Multiple representations of reservoir compartmentalization also are possible considering the uncertainty in the relationship between seismic two-way time and actual horizon depths. The initial suite of reservoir models used during history-matching also can take into account the prior structural uncertainty. The final history-matched models can be reanalyzed for reservoir compartmentalization by performing spill point analysis.

The preceding analysis is predicated on the ability to synthesize reservoir models with and without a diagenetic overprint. Diagenetic cementation in deepwater deposits is known to occur in deeply buried strata. Several scenarios of total and effective porosity distribution will be designed and used to condition models examining the effect of diagenetic petrophysical alteration of flow in these deepwater deposits. Unconditional models of the diagenetic indicator can then be simulated. The emphasis will be on designing some scenarios for diagenetic distribution of cements as examples of how diagenesis plays out in other deepwater occurrences.
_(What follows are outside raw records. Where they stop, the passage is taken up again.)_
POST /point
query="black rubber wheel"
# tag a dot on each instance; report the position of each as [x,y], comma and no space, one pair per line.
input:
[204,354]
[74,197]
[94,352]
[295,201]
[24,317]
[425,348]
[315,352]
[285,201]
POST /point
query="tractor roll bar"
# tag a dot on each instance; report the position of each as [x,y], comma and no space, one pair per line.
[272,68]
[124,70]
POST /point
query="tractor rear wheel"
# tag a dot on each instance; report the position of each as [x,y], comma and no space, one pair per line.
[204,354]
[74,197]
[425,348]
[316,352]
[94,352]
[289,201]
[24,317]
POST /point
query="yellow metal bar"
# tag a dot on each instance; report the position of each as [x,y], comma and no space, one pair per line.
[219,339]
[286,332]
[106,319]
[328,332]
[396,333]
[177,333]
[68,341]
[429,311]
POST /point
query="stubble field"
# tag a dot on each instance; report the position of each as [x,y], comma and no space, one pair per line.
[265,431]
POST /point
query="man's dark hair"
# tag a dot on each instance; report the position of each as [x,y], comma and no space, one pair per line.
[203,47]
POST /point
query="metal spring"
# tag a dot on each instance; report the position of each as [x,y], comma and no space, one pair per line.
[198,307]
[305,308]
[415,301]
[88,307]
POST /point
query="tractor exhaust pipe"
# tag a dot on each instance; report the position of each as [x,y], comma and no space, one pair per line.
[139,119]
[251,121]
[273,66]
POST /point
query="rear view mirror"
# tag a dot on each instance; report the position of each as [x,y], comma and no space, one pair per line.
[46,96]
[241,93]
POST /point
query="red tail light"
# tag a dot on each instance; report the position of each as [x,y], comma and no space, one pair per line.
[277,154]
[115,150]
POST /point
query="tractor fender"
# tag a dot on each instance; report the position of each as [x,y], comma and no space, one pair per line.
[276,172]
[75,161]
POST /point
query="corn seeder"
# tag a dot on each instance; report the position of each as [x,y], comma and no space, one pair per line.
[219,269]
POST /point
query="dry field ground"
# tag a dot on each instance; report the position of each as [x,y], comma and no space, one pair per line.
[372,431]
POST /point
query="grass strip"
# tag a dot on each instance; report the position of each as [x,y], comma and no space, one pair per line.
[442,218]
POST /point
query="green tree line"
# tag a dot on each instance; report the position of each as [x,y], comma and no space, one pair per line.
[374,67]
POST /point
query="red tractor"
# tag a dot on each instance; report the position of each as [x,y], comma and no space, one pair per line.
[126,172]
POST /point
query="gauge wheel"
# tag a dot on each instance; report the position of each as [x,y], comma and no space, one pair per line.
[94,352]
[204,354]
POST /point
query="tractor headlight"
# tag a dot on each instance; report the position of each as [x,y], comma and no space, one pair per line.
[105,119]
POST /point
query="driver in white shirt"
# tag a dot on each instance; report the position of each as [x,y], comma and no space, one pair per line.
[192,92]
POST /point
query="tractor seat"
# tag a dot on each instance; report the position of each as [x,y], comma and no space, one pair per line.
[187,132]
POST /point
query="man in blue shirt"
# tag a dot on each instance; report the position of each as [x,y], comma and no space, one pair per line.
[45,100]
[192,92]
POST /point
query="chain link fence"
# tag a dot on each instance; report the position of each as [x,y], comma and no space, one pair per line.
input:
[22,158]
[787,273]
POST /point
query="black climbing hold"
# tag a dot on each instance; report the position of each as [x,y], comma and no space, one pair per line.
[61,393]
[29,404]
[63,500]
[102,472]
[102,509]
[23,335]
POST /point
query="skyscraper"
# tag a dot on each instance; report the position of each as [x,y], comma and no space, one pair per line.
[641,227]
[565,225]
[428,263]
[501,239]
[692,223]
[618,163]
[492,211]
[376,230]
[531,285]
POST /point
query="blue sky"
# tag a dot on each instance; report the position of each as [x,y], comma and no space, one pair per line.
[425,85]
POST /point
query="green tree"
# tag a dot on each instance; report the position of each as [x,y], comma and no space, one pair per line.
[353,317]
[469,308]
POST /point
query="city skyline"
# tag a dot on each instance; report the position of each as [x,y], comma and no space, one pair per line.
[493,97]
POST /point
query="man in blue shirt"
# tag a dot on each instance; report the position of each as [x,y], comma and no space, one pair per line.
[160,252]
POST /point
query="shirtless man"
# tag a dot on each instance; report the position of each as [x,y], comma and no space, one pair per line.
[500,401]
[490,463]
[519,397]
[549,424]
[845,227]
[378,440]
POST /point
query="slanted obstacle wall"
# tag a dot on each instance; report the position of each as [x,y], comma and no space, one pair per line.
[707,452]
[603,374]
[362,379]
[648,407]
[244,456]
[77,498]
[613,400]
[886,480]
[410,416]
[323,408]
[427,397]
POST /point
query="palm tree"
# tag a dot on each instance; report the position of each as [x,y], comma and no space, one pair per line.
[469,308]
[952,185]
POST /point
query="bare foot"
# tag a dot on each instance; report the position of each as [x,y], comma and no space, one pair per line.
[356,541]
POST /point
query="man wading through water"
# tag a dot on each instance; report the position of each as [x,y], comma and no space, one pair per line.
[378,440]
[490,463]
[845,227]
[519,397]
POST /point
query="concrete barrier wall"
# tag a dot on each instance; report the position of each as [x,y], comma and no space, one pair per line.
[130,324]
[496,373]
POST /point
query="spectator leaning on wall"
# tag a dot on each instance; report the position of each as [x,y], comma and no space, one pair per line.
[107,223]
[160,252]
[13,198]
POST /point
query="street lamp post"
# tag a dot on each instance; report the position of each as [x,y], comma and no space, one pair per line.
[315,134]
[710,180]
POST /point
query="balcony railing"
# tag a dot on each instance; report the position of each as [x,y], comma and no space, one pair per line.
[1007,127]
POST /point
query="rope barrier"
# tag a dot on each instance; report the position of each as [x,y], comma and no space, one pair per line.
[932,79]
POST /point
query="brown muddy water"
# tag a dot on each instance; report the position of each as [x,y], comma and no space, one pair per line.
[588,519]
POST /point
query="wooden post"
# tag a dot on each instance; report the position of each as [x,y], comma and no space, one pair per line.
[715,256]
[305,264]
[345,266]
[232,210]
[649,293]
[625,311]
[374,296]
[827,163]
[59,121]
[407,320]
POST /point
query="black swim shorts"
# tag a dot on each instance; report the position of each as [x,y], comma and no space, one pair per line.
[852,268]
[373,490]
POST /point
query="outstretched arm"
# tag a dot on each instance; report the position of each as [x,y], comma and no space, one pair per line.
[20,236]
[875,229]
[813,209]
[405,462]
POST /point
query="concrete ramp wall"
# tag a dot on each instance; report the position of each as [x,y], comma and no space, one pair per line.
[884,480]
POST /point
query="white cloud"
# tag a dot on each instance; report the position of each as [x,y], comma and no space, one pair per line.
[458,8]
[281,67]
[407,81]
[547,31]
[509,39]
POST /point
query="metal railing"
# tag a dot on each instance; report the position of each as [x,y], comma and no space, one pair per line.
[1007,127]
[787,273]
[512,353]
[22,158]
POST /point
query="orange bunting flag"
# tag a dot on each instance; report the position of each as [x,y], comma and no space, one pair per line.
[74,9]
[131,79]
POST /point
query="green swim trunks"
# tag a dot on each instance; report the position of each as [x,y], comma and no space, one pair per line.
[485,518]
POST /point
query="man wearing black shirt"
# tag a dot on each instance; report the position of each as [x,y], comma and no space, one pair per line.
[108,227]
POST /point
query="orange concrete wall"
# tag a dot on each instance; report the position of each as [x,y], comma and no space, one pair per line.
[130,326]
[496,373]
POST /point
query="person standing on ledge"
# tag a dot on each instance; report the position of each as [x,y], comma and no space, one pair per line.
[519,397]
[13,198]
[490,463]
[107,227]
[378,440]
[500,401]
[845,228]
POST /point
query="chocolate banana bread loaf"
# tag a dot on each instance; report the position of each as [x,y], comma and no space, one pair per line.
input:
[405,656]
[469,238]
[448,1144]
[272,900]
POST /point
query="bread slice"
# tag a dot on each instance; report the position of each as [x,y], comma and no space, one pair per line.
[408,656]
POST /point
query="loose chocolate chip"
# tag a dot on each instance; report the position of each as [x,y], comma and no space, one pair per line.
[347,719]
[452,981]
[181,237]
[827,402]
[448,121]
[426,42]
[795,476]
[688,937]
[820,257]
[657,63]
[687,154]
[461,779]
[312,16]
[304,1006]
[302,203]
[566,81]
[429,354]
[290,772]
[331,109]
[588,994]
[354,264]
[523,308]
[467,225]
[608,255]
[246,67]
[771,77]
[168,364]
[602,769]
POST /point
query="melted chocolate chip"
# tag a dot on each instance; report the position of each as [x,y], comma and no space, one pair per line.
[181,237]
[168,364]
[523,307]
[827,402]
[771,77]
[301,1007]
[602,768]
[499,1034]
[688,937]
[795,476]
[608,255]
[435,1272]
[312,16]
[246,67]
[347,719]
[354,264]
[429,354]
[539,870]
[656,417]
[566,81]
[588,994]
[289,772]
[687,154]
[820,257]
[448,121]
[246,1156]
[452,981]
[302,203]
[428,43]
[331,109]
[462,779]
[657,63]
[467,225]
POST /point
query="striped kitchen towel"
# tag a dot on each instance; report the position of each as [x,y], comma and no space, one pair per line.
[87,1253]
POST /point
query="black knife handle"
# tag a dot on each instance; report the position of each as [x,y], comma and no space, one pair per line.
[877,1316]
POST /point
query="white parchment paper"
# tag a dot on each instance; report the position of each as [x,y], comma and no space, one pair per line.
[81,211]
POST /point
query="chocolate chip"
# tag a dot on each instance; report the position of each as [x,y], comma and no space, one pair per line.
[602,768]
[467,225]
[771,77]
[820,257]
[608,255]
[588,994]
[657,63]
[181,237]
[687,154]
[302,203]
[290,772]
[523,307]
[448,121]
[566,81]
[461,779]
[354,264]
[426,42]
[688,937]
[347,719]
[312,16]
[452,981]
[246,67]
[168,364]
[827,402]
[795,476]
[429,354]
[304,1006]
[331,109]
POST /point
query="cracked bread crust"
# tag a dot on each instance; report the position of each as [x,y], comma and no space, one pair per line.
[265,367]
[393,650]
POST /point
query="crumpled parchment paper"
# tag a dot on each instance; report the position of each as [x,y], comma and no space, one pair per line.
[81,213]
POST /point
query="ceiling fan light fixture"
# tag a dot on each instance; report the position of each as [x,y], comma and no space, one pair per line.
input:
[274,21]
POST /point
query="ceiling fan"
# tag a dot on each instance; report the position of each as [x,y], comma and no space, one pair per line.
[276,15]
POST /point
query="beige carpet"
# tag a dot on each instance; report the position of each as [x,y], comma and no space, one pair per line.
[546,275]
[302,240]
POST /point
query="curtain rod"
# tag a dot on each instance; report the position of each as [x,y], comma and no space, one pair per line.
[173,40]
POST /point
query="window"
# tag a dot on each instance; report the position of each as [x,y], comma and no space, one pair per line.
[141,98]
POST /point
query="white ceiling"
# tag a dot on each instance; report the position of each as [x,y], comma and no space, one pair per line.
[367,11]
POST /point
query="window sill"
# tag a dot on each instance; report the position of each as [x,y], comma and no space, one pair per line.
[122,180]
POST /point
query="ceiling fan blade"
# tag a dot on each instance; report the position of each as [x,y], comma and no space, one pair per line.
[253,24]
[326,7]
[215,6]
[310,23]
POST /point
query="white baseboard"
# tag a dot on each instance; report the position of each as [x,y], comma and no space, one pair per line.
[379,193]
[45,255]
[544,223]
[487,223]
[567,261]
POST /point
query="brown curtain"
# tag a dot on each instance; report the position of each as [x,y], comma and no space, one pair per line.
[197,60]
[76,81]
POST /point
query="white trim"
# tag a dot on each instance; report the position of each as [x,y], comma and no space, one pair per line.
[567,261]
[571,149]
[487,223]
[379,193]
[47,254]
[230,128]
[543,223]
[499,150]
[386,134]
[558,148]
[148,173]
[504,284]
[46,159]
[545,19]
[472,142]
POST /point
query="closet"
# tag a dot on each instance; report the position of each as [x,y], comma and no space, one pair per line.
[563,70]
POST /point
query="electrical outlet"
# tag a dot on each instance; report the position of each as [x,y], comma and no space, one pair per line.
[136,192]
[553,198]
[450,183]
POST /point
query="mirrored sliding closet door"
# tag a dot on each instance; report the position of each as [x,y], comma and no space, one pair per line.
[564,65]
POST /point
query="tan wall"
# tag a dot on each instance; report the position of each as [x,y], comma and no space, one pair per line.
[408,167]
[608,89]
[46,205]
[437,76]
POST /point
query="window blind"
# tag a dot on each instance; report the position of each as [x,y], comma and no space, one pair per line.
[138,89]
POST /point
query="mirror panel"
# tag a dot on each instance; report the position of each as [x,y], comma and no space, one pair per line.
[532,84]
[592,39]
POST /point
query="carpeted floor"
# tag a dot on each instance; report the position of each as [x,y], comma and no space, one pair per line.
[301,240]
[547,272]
The focus of the current phase of work is to develop and history-match models for the Lobster area that reflect the main architectural elements of the Lobster field. Turbidite-producing intervals occur in the form of thousands of small lobate gravity flows that are amalgamated into what appears as a sheet. This suggests the presence of flow baffles and complex connectivity even within a single depositional sequence. These internal heterogeneities could impact flow connectivity and the long-term production performance of the reservoir. The development of a technique to represent heterogeneity in flow connectivity consistently across a range of scales is proposed. These multiscale reservoir models will then be evaluated for the impact on past flow performance as well as the future productivity of wells.

The final technique and software will be available to the entire industry. Of course, those who use it should question the accuracy of the results. Risk, size of a deepwater footprint, and total investment expense will always involve judgment. This program will add a significant tool for those who need to look where they cannot see and predict what they cannot directly measure. The less we guess, the safer we all will be.